Es gibt zwar noch Nachbarschaftsbasare, aber sie heißen nicht mehr so. Nichts kostet 100 Peseten , und sie haben sich einer fast unmöglichen Konkurrenz ausgesetzt gesehen . Online-Verkaufsplattformen bieten alles, was früher auch der Dollar-Store verkaufte, und noch mehr, und das rund um die Uhr und bequem, ohne dass man durch die mit Neonlicht gefüllten Gänge laufen muss. Wie kleine Geschenke von Ihrem früheren Ich kommen Woche für Woche Überraschungspakete zu Hause an , und während Sie auf der Couch liegen, scrollen Sie weiter auf Ihrem Handybildschirm, während die kleinen Geschenke für Ihr zukünftiges Ich konzipiert werden.

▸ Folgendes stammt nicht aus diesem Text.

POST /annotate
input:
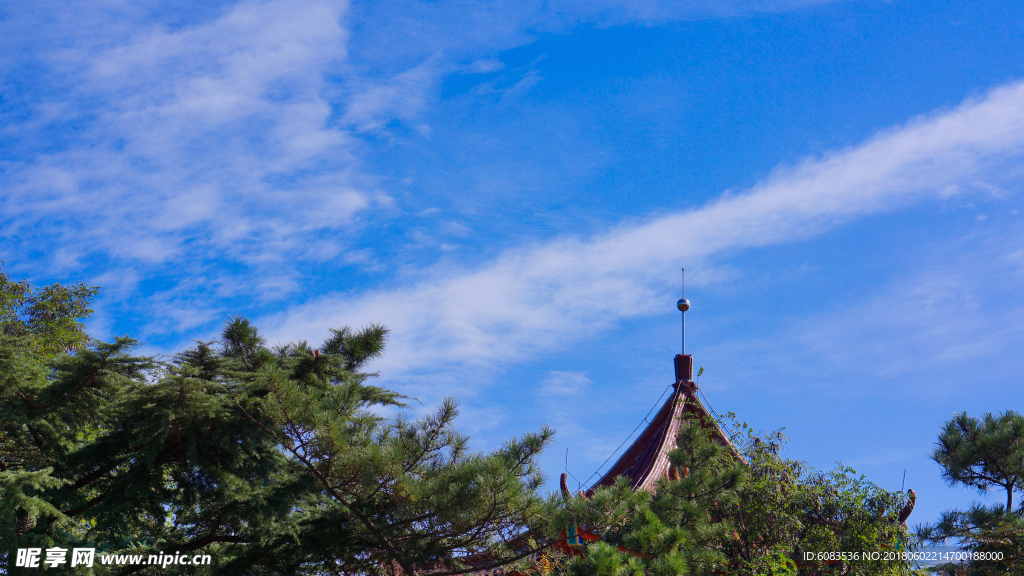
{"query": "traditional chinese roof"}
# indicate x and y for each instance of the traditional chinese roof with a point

Zuerst war es Amazons Bequemlichkeit, dann AliExpresss Schnäppchen , dann Sheins Größenauswahl und jetzt Temus Exzess . Denn genau das ist es, was die riesige chinesische Einzelhandelsplattform darstellt: ein Übermaß an Rabatten, Volumen, Emissionen und Zwanghaftigkeit. Souk-Schmuckstücke, die auf keiner Einkaufsliste – geschweige denn auf der Wunschliste – stehen , mit dem Ziel, die Träume der Verbraucher zu erfüllen, die für diese Wegwerffantasien zwischen einem und zehn Euro bezahlen.
Der Slogan sagt alles: Temu, shoppe wie ein Millionär. Im Englischen ist die Werbung sogar noch schlimmer; dort wird das Wort „Milliardär“ verwendet. Sie wissen schon, dieser neue Stamm des Giervirus , der die Menschheit erst 1916 befiel, als der Ölmagnat John D. Rockefeller die unaussprechliche Zahl erreichte und zu einer populären mythologischen Figur wurde, deren Name so synonym für Reichtum ist wie Midas für Gold. Der Milliardär ist die ultimative Form des Erfolgs, eine Art von Überfluss, den der Rest von uns – selbst einfache Millionäre – nicht begreifen kann.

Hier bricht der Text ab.